His horses, cows, land, and solitude were all he needed. At least that was what he told his family and any persistent friends like Easton and Walker Coleville when they insisted on coming to visit, bringing him some of Millie’s bread or cookies, wanting to get him out rock climbing, mountain biking, or doing tricks off the thirty-foot rock shelf into his lake. Those two never gave up. He appreciated their friendship and would never tell them that. Their brother Rhett had built his house, and they had a good relationship, but their brother Clint had ruined his life.

An eerie female scream came from up the south mountainside.

A cougar?

Cade dropped the pitchfork, slid his sidearm out of the holster, and hurried around the corral. The mountain lions usually left him alone, but they loved to tear his calves apart. It never hurt to be prepared if a predator was coming after his cattle.

A scream sounded again, and then he heard gravel dislodging as something slid down the mountainside. Or someone.

He was a couple hundred yards away, but he could see a pink T-shirt, dark hair, and a distinctively feminine body tumbling down the mountainside. The woman somersaulted headfirst into a tree branch, and her screaming stopped. Her body slowed its descent as the ground began to level out.

Cade stowed his 1911 and jumped into his Ranger. The side by side was a lot faster than he could run, and he might have to haul her to his truck and the hospital. Unless she was in bad enough shape that he’d need to call for a helicopter.

His pulse sped as he raced across the dirt path around the lake and toward the switchback trail. He rarely saw hikers or even mountain bikers this deep in the mountains.

She was lying about ten feet away from the southeast side of the lake. Her head was down, long dark hair spilling around it.

Cade jammed the vehicle into park, turned the key off, and jumped out. Dropping to his knees next to her, he lifted some hair away and felt for a pulse. It was there and strong. That was good news.

Her head rolled to the side, and she groaned. So she had to be breathing. A goose egg was already forming on her forehead, but he didn’t see any blood. Good. She was wearing a tight, long-sleeved pink shirt and black running pants. The material was ripped in multiple spots, scrapes and traces of blood, but no visibly broken bones.

He pulled out his phone to call for help when she rolled over to her back and blinked her eyes open.

Blue. Blue as his mountain lake or the Montana sky. Long-lashed eyes with shapely dark eyebrows and a sprinkling of freckles across her nose and sun-browned cheeks. Her lips were straight and wide—Julia Roberts type lips. He liked them.

He blinked and focused. She looked oddly familiar. Why?

“Ma’am? I’m going to call for help. Can you tell me what and where and how bad it hurts?” He was no kind of doctor, but his eight years in the military had taught him the basics.
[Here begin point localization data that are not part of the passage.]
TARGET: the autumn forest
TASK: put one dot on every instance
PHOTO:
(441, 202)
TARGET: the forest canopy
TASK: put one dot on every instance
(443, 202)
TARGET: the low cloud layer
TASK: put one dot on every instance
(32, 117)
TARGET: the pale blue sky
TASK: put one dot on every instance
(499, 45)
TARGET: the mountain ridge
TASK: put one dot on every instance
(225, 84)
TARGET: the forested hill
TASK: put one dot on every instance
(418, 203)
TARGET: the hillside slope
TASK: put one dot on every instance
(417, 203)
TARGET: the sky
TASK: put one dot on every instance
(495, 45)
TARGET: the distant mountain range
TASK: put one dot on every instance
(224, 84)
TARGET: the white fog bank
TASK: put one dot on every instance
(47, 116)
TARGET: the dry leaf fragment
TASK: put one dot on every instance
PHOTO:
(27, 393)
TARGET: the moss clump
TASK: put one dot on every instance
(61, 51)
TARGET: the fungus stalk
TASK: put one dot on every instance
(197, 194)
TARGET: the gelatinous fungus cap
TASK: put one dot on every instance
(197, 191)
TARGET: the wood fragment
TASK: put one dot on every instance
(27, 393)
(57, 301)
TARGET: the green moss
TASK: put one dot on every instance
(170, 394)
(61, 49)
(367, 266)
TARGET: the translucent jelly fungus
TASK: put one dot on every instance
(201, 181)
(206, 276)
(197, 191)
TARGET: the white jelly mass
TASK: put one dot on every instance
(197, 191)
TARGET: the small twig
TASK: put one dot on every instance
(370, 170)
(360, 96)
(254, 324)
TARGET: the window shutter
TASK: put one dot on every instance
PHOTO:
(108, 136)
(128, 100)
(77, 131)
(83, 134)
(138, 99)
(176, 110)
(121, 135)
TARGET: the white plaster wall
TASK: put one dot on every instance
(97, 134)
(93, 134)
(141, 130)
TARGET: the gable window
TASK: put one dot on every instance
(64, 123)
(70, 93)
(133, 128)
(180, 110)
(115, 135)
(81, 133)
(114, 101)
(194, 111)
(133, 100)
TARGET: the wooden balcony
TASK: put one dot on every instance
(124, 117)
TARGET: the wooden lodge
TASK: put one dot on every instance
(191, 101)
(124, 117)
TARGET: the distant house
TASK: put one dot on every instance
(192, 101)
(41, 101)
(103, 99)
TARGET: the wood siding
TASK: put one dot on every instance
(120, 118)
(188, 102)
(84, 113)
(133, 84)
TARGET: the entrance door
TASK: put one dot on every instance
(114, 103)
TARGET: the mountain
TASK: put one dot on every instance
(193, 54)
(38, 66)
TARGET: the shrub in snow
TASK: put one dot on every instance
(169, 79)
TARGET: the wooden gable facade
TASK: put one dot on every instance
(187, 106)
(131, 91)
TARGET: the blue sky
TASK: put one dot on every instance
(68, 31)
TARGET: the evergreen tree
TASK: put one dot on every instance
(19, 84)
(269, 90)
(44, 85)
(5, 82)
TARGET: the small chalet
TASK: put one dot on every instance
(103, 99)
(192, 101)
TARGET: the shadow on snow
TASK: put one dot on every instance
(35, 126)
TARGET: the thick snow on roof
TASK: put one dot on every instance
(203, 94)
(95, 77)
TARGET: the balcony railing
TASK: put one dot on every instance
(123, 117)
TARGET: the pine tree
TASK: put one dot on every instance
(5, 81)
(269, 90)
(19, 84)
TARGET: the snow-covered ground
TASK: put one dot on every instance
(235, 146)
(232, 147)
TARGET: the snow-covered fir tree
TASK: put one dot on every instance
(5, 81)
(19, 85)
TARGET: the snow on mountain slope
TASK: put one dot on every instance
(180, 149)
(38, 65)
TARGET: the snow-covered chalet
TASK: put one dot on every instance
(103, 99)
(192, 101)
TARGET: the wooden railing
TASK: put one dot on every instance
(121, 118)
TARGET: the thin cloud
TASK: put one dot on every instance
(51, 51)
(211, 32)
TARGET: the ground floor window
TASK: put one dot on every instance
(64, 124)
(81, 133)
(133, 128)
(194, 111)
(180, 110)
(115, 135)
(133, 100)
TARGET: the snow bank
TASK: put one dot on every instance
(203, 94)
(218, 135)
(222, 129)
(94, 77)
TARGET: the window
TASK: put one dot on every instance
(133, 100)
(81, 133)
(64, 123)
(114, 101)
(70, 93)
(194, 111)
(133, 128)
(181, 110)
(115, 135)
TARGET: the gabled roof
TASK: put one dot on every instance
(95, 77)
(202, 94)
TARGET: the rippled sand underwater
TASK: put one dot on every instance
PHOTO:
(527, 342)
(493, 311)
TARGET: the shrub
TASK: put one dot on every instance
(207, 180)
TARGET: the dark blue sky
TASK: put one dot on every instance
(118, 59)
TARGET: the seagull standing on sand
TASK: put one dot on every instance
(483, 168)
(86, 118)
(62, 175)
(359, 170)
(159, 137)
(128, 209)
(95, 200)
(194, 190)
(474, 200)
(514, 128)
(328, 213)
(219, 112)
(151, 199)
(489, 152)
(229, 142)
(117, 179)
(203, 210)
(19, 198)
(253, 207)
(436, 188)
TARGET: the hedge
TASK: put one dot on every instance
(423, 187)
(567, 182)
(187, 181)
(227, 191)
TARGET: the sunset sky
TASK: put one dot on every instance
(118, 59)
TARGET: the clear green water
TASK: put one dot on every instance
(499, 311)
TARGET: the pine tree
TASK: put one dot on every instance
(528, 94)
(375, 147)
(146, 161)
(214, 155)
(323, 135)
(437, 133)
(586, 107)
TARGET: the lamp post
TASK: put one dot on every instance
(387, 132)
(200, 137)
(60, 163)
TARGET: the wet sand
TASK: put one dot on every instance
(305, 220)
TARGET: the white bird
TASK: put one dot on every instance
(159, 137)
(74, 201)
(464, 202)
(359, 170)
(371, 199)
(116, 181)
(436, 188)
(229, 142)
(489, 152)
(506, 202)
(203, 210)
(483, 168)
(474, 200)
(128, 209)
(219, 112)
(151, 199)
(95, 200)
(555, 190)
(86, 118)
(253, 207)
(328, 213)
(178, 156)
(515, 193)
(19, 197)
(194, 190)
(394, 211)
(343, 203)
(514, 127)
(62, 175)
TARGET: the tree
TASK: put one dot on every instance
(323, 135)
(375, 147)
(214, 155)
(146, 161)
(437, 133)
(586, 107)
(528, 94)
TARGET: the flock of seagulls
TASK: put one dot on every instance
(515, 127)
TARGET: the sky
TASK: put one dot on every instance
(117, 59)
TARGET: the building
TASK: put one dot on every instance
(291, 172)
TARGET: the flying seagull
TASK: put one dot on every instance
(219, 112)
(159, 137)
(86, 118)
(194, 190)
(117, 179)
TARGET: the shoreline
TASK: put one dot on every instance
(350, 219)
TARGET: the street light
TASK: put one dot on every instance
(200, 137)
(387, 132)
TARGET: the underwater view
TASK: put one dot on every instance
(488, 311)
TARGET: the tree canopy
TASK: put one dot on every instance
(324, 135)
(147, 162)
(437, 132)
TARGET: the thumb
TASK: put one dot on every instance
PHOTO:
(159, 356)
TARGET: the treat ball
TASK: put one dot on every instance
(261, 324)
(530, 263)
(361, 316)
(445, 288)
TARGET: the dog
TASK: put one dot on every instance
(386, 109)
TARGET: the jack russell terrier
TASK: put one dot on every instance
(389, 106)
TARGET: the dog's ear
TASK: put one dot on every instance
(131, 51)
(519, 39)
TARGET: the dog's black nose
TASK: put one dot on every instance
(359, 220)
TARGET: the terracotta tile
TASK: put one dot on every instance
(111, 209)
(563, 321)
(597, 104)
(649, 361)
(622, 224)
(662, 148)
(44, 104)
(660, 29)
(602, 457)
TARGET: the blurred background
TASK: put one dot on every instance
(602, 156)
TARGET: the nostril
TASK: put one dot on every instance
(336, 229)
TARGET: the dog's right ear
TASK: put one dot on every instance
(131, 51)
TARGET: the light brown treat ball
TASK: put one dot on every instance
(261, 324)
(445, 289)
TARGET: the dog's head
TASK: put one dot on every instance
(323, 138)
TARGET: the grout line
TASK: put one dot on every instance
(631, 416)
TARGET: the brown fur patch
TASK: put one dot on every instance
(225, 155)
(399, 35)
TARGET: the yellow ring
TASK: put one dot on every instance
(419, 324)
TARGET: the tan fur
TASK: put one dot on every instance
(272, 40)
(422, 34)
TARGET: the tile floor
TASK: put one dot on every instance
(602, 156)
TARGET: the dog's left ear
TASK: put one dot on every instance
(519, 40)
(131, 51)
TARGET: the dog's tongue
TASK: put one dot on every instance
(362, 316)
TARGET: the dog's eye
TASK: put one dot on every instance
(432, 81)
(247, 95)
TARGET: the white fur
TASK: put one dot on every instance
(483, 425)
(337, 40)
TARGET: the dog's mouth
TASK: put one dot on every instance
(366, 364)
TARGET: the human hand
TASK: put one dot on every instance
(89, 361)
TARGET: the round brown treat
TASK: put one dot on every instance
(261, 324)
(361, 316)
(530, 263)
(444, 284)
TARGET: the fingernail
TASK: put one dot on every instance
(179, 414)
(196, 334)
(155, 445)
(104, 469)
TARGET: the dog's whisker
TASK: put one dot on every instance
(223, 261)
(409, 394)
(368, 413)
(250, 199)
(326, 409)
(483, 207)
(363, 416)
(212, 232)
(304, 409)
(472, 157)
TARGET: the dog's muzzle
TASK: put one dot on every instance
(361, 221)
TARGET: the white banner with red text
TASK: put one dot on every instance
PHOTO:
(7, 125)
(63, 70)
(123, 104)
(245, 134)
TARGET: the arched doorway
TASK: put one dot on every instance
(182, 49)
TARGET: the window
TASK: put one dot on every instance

Living up here alone, he’d learned how to bind up his cattle or keep a horse alive until the vet arrived. But this was no cow or horse. This was a beautiful woman. How had she fallen down his mountainside?

She blinked at him as if not comprehending what he said, but then suddenly her eyes widened, and terror filled them.

“It’s okay. You’re safe,” he said. Then something compelled him to add, “I won’t let anybody come at you.”

“No,” she moaned, shaking her head. “She’s coming.”

“There now. We’ll just call for help, and I’ll keep you safe until the sheriff gets here.” The sheriff. He loathed the sheriff and doubted Clint would come. He’d send a deputy to collect this beauty and avoid the confrontation with Cade.

“You cannot call.” Those blue eyes were frantic. “No. She will come for me and torture or murder you.”

She snatched the phone from his hand and hurled it away.

“What the …” Cade jumped to his feet to go retrieve his phone. What kind of woman threw someone’s phone? She was obviously not herself. He hoped.

The phone plunked into the nearby lake. Not near the shoreline, either.

He stopped in his tracks and pivoted back, looking down at her. “Good arm,” he muttered.